As such, if you want to update multiple resources in a single call, you have to use POST.
Just be cause PUT is required to be idempotent and POST is not, does not mean that POST cannot be idempotent. Your choice of HTTP verb should not be based on that, but based on the relationship of the requested resource and the resource acted upon. If your application is directly handling the resource requested, use PUT. If it is acting on some other resource (or resources, as in your case), use POST.
I really don't see any easy way you could use PUT to create an arbitrary set of people. Unless, you are prepared to have the client generate a GUID and do something like,
PUT /PeopleList/{1E8157D6-3BDC-43b7-817D-C3DA285DD606}
On the server side you could take the people from the list and add them to the /People resource.
A slight variation to this approach would be to get the server to include a link such as
<link rel="AddList" href="/PeopleList/{1E8157D6-3BDC-43b7-817D-C3DA285DD606}"/>
in the People resource. The client would need to know that it needs to PUT a list of people to the AddList link. The server would need to make sure that each time it renders the /People resource it creates a new url for the AddList link.
Regarding Darren Miller's suggestion of using PUT to a GUID (I can't comment...), the point of using PUT would be to achieve idempotency for the operation. The litmus test if idempotency would be this conversation between the client and server:
PUT /PeopleList/{1E8157D6-3BDC-43b7-817D-C3DA285DD606}
204 NO CONTENT (indicates that it all went well)
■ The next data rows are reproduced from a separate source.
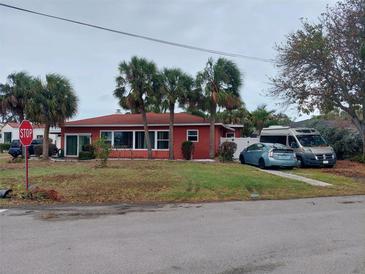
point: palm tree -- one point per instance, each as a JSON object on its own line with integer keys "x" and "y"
{"x": 15, "y": 94}
{"x": 220, "y": 82}
{"x": 174, "y": 84}
{"x": 261, "y": 116}
{"x": 135, "y": 84}
{"x": 53, "y": 102}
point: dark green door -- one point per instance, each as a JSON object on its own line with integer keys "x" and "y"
{"x": 71, "y": 145}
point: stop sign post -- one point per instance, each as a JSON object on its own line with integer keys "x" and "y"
{"x": 26, "y": 138}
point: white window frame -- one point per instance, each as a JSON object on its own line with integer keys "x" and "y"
{"x": 134, "y": 138}
{"x": 156, "y": 140}
{"x": 111, "y": 140}
{"x": 197, "y": 135}
{"x": 78, "y": 142}
{"x": 133, "y": 134}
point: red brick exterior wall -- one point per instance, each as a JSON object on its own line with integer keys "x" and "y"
{"x": 180, "y": 135}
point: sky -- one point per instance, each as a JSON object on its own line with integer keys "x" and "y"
{"x": 89, "y": 58}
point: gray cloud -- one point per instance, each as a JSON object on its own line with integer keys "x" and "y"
{"x": 89, "y": 58}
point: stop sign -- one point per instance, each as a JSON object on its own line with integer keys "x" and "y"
{"x": 26, "y": 133}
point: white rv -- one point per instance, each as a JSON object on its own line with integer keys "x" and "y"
{"x": 311, "y": 149}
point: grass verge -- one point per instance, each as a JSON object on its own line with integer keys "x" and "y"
{"x": 136, "y": 181}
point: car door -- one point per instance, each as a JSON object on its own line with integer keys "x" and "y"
{"x": 248, "y": 154}
{"x": 257, "y": 153}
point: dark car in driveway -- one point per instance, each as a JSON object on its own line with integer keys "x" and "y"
{"x": 266, "y": 155}
{"x": 16, "y": 148}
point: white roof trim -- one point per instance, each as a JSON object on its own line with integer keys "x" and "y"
{"x": 141, "y": 125}
{"x": 229, "y": 128}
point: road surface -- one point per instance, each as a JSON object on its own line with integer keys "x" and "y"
{"x": 322, "y": 235}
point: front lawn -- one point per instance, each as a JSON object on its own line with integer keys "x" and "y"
{"x": 137, "y": 181}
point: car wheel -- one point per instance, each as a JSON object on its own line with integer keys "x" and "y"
{"x": 300, "y": 162}
{"x": 242, "y": 159}
{"x": 262, "y": 163}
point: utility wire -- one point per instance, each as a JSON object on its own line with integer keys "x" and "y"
{"x": 156, "y": 40}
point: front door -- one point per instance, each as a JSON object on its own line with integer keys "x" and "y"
{"x": 83, "y": 140}
{"x": 71, "y": 145}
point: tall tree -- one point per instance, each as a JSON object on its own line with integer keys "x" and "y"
{"x": 220, "y": 82}
{"x": 239, "y": 116}
{"x": 15, "y": 95}
{"x": 135, "y": 84}
{"x": 322, "y": 66}
{"x": 175, "y": 85}
{"x": 53, "y": 102}
{"x": 261, "y": 116}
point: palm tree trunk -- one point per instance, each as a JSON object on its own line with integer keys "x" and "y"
{"x": 146, "y": 134}
{"x": 46, "y": 141}
{"x": 212, "y": 132}
{"x": 171, "y": 131}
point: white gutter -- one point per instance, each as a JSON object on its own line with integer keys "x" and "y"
{"x": 140, "y": 125}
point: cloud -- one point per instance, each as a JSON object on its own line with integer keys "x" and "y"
{"x": 89, "y": 58}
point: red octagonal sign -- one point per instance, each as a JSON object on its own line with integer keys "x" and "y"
{"x": 26, "y": 133}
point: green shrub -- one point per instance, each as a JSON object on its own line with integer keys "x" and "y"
{"x": 226, "y": 151}
{"x": 38, "y": 150}
{"x": 187, "y": 149}
{"x": 86, "y": 155}
{"x": 4, "y": 147}
{"x": 102, "y": 150}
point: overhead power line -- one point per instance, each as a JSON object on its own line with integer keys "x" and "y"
{"x": 144, "y": 37}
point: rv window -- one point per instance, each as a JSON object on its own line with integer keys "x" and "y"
{"x": 311, "y": 140}
{"x": 274, "y": 139}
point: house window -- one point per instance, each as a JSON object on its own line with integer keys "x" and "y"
{"x": 140, "y": 141}
{"x": 7, "y": 137}
{"x": 162, "y": 139}
{"x": 123, "y": 139}
{"x": 192, "y": 135}
{"x": 84, "y": 140}
{"x": 107, "y": 136}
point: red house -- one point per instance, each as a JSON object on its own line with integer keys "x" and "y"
{"x": 124, "y": 132}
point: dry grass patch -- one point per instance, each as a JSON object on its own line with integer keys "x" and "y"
{"x": 136, "y": 181}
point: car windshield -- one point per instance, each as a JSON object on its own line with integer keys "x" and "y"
{"x": 311, "y": 140}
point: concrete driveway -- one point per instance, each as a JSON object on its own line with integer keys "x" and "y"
{"x": 322, "y": 235}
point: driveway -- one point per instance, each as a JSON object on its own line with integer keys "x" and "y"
{"x": 321, "y": 235}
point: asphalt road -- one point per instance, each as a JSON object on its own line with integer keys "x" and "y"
{"x": 324, "y": 235}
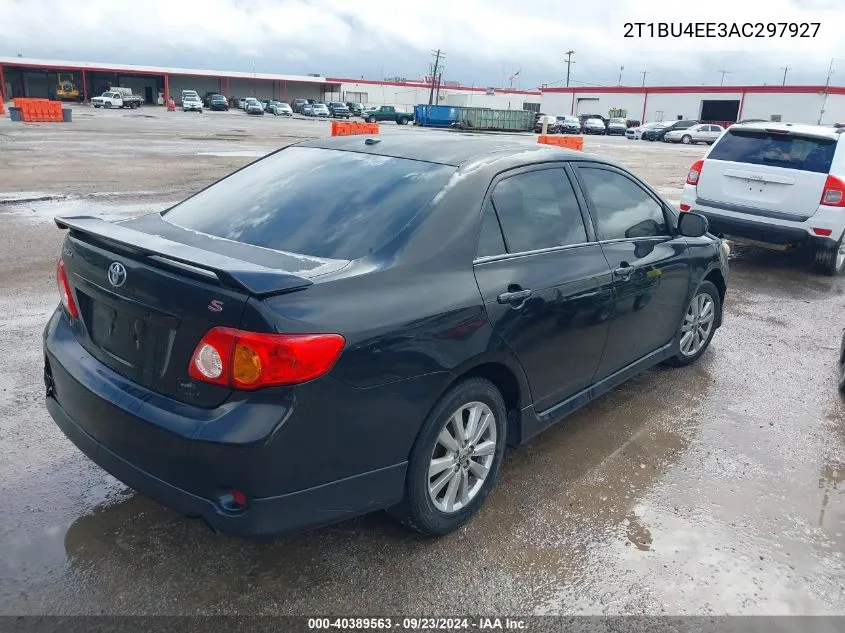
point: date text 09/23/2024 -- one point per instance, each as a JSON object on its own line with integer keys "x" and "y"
{"x": 721, "y": 30}
{"x": 416, "y": 624}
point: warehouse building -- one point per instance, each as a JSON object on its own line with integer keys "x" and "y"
{"x": 21, "y": 77}
{"x": 48, "y": 79}
{"x": 406, "y": 94}
{"x": 724, "y": 104}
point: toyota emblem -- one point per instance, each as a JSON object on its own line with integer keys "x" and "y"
{"x": 117, "y": 274}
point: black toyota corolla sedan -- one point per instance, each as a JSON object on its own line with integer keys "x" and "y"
{"x": 357, "y": 323}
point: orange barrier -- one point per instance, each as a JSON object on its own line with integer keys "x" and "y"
{"x": 562, "y": 140}
{"x": 39, "y": 110}
{"x": 349, "y": 128}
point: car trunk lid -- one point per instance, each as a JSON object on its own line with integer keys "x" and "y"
{"x": 148, "y": 291}
{"x": 771, "y": 170}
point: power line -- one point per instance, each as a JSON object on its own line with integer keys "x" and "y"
{"x": 437, "y": 55}
{"x": 569, "y": 63}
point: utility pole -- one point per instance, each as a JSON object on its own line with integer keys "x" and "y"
{"x": 437, "y": 55}
{"x": 569, "y": 63}
{"x": 826, "y": 86}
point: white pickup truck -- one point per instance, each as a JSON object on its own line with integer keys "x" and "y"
{"x": 117, "y": 98}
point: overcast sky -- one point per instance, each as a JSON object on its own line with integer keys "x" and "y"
{"x": 485, "y": 41}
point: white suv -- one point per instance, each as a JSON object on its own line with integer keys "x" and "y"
{"x": 775, "y": 183}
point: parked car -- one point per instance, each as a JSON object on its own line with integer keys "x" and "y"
{"x": 584, "y": 117}
{"x": 319, "y": 110}
{"x": 569, "y": 124}
{"x": 549, "y": 121}
{"x": 701, "y": 133}
{"x": 253, "y": 106}
{"x": 282, "y": 109}
{"x": 652, "y": 133}
{"x": 191, "y": 103}
{"x": 339, "y": 110}
{"x": 271, "y": 403}
{"x": 617, "y": 126}
{"x": 636, "y": 132}
{"x": 775, "y": 183}
{"x": 388, "y": 113}
{"x": 117, "y": 99}
{"x": 660, "y": 135}
{"x": 218, "y": 102}
{"x": 594, "y": 126}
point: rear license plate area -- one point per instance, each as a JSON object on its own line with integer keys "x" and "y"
{"x": 126, "y": 337}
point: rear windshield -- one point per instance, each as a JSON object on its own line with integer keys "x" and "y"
{"x": 758, "y": 147}
{"x": 318, "y": 202}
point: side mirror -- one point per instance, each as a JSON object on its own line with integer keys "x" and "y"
{"x": 692, "y": 224}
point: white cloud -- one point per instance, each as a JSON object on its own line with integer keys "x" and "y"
{"x": 336, "y": 36}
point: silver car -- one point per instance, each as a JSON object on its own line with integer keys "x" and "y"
{"x": 594, "y": 126}
{"x": 253, "y": 106}
{"x": 701, "y": 133}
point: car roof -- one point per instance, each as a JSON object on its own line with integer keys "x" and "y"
{"x": 794, "y": 128}
{"x": 447, "y": 148}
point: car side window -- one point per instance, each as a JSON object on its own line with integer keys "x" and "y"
{"x": 490, "y": 240}
{"x": 623, "y": 209}
{"x": 538, "y": 209}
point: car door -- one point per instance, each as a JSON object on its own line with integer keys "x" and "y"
{"x": 648, "y": 259}
{"x": 545, "y": 282}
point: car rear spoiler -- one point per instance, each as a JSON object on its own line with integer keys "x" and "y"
{"x": 235, "y": 273}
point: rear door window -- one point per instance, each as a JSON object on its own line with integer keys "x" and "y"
{"x": 318, "y": 202}
{"x": 538, "y": 209}
{"x": 623, "y": 209}
{"x": 759, "y": 147}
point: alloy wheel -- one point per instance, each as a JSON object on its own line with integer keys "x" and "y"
{"x": 462, "y": 457}
{"x": 698, "y": 323}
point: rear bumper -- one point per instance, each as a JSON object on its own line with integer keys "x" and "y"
{"x": 304, "y": 457}
{"x": 299, "y": 510}
{"x": 768, "y": 227}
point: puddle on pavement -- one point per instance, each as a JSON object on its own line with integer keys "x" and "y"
{"x": 237, "y": 153}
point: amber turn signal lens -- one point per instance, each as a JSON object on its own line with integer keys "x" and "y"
{"x": 246, "y": 365}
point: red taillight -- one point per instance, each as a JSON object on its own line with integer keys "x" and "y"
{"x": 834, "y": 192}
{"x": 251, "y": 360}
{"x": 695, "y": 172}
{"x": 64, "y": 290}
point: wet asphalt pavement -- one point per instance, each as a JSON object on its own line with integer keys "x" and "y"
{"x": 717, "y": 488}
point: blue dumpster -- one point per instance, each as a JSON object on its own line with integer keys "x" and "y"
{"x": 436, "y": 116}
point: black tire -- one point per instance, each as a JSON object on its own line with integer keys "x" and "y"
{"x": 831, "y": 261}
{"x": 416, "y": 510}
{"x": 681, "y": 359}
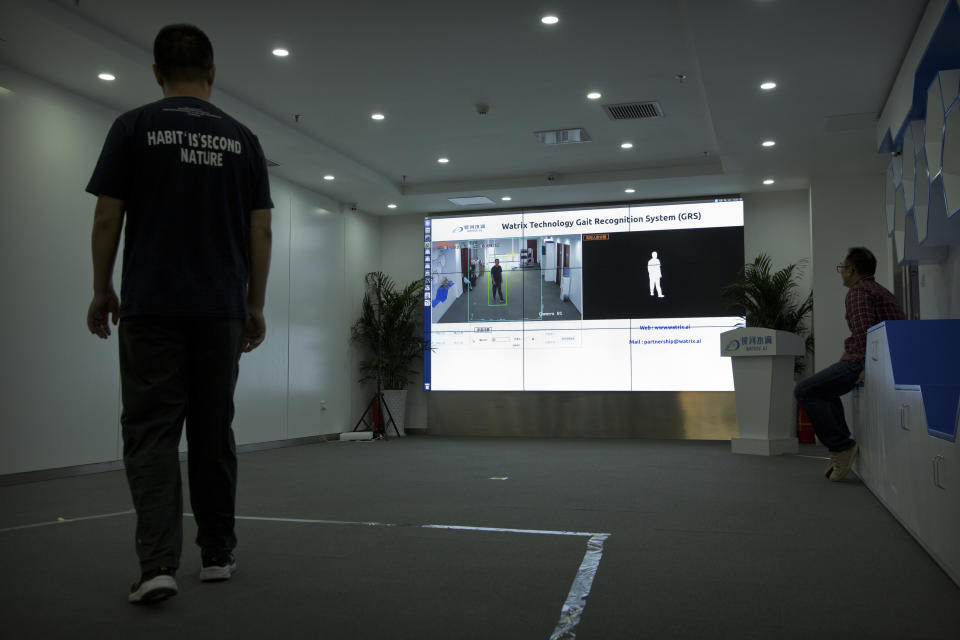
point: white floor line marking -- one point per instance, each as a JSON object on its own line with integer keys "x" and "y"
{"x": 307, "y": 521}
{"x": 583, "y": 534}
{"x": 67, "y": 520}
{"x": 570, "y": 613}
{"x": 576, "y": 602}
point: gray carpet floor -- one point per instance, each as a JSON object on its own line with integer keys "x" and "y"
{"x": 703, "y": 544}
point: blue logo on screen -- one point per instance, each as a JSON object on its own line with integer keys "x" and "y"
{"x": 471, "y": 228}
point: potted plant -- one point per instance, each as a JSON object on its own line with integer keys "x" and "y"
{"x": 390, "y": 329}
{"x": 769, "y": 299}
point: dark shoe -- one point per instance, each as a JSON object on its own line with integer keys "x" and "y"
{"x": 217, "y": 566}
{"x": 153, "y": 588}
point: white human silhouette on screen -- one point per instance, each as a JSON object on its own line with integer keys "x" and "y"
{"x": 653, "y": 270}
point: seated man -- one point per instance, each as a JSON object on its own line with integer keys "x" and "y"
{"x": 867, "y": 304}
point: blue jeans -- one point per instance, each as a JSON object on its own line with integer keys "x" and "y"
{"x": 819, "y": 397}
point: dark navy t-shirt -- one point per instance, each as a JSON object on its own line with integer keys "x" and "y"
{"x": 189, "y": 176}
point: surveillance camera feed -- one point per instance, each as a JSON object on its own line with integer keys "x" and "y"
{"x": 612, "y": 299}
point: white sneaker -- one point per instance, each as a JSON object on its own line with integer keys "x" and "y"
{"x": 155, "y": 589}
{"x": 842, "y": 462}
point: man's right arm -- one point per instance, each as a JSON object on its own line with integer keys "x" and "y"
{"x": 261, "y": 242}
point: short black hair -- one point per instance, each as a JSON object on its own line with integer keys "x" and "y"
{"x": 183, "y": 53}
{"x": 862, "y": 260}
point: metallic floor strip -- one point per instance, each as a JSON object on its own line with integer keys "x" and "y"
{"x": 576, "y": 602}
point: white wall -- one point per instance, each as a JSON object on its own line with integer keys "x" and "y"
{"x": 60, "y": 385}
{"x": 60, "y": 388}
{"x": 844, "y": 212}
{"x": 778, "y": 223}
{"x": 940, "y": 288}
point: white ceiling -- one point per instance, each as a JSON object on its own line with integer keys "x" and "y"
{"x": 426, "y": 64}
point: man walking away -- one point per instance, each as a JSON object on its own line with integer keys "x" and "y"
{"x": 191, "y": 183}
{"x": 496, "y": 278}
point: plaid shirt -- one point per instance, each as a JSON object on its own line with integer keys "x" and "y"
{"x": 868, "y": 303}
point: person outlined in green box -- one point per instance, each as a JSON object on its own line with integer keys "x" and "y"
{"x": 496, "y": 281}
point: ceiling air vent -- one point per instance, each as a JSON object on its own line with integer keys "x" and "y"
{"x": 633, "y": 110}
{"x": 472, "y": 200}
{"x": 563, "y": 136}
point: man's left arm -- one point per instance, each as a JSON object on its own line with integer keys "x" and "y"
{"x": 107, "y": 225}
{"x": 862, "y": 315}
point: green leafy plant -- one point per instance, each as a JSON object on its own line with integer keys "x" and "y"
{"x": 769, "y": 299}
{"x": 390, "y": 328}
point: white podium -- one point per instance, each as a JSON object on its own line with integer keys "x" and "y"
{"x": 763, "y": 380}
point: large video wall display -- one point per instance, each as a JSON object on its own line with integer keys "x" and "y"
{"x": 613, "y": 299}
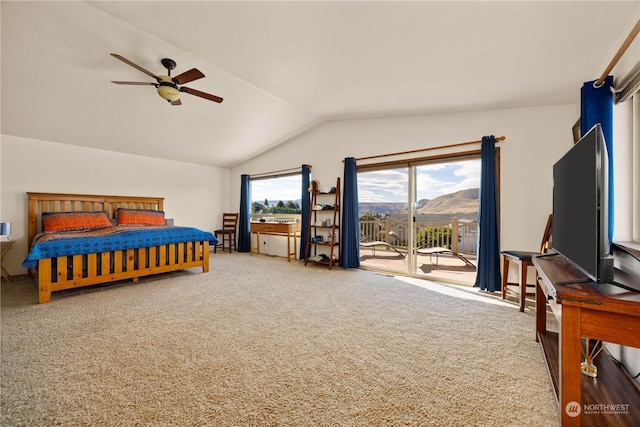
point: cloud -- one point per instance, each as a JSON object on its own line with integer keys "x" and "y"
{"x": 431, "y": 181}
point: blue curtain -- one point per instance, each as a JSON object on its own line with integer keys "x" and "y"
{"x": 244, "y": 233}
{"x": 306, "y": 202}
{"x": 350, "y": 231}
{"x": 488, "y": 271}
{"x": 596, "y": 106}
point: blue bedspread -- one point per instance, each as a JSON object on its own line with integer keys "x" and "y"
{"x": 51, "y": 245}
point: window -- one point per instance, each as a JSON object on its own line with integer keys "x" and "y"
{"x": 276, "y": 195}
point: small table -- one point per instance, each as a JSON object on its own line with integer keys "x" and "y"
{"x": 5, "y": 248}
{"x": 288, "y": 229}
{"x": 602, "y": 312}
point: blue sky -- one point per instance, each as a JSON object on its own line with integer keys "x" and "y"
{"x": 383, "y": 186}
{"x": 432, "y": 181}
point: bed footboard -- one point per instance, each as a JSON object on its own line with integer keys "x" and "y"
{"x": 67, "y": 272}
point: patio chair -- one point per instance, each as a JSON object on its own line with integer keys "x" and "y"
{"x": 436, "y": 250}
{"x": 372, "y": 244}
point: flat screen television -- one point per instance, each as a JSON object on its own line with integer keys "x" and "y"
{"x": 580, "y": 214}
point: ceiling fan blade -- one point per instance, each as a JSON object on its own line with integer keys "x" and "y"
{"x": 133, "y": 83}
{"x": 201, "y": 94}
{"x": 188, "y": 76}
{"x": 134, "y": 65}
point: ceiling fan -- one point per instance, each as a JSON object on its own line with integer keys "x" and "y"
{"x": 168, "y": 87}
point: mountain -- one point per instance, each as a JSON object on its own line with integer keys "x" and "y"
{"x": 462, "y": 204}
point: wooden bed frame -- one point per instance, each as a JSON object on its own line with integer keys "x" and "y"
{"x": 84, "y": 268}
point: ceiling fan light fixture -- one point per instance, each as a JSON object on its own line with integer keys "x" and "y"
{"x": 167, "y": 89}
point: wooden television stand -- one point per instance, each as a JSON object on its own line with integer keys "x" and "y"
{"x": 603, "y": 312}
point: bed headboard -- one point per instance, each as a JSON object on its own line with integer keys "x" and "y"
{"x": 39, "y": 203}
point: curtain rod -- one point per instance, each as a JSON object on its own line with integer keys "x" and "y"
{"x": 627, "y": 42}
{"x": 268, "y": 174}
{"x": 497, "y": 138}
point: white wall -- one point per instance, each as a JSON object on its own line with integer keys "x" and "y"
{"x": 536, "y": 138}
{"x": 195, "y": 195}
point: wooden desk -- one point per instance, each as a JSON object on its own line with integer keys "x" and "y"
{"x": 290, "y": 230}
{"x": 5, "y": 248}
{"x": 599, "y": 311}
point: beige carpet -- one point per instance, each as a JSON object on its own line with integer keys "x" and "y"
{"x": 262, "y": 342}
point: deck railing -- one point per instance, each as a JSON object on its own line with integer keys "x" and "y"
{"x": 459, "y": 236}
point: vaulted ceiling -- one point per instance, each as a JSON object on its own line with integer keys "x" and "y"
{"x": 285, "y": 67}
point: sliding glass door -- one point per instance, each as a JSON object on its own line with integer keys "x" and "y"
{"x": 445, "y": 218}
{"x": 420, "y": 218}
{"x": 383, "y": 202}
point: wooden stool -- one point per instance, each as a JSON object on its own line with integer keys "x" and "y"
{"x": 524, "y": 260}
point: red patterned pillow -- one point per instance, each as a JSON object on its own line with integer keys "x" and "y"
{"x": 74, "y": 221}
{"x": 140, "y": 217}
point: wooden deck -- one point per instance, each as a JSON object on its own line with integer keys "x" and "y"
{"x": 446, "y": 267}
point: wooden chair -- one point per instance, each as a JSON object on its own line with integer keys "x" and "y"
{"x": 524, "y": 261}
{"x": 227, "y": 232}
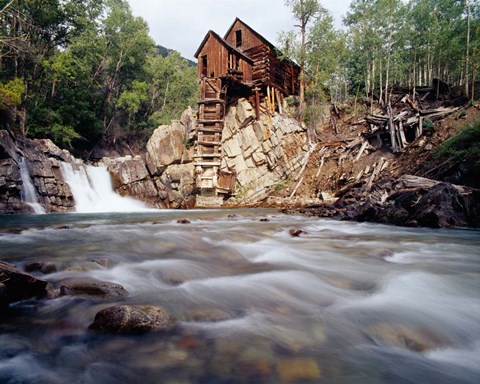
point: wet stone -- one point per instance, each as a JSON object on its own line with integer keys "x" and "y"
{"x": 209, "y": 315}
{"x": 133, "y": 319}
{"x": 18, "y": 285}
{"x": 293, "y": 370}
{"x": 44, "y": 267}
{"x": 91, "y": 287}
{"x": 296, "y": 232}
{"x": 412, "y": 338}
client loses connection and doesn't see the 204
client automatically retries
PUT /PeopleList/{1E8157D6-3BDC-43b7-817D-C3DA285DD606}
How would the server differentiate the two? If the GUID is "used up" so to speak then the server would have to respond 404 or 410. This introduces a tiny bit of conversational state on the server to remember all the GUIDs that have been used.
Two clients would often see the same I guess, because of caching or simply keeping stale responses around.
I think a smart solution is to use POST to create an (initially empty, short lived) holding area for a resource to which you can PUT, i.e. clients need to POST to create the GUID resource instead of discovering it via a link:
POST /PeopleList/CreateHoldingArea
201 CREATED and Location: /PeopleList/{1E8157D6-3BDC-43b7-817D-C3DA285DD606}
PUT /PeopleList/{1E8157D6-3BDC-43b7-817D-C3DA285DD606}
This would mean that the lost idempotency would not result in much overhead; clients simply create new GUIDs (by POSTing) if they didn't see the initial 201 CREATED response. The "tiny bit of conversational state" would now only be the created but not yet used holding areas.
The ideal solution would of course not require any conversational state on the server, but it eludes me.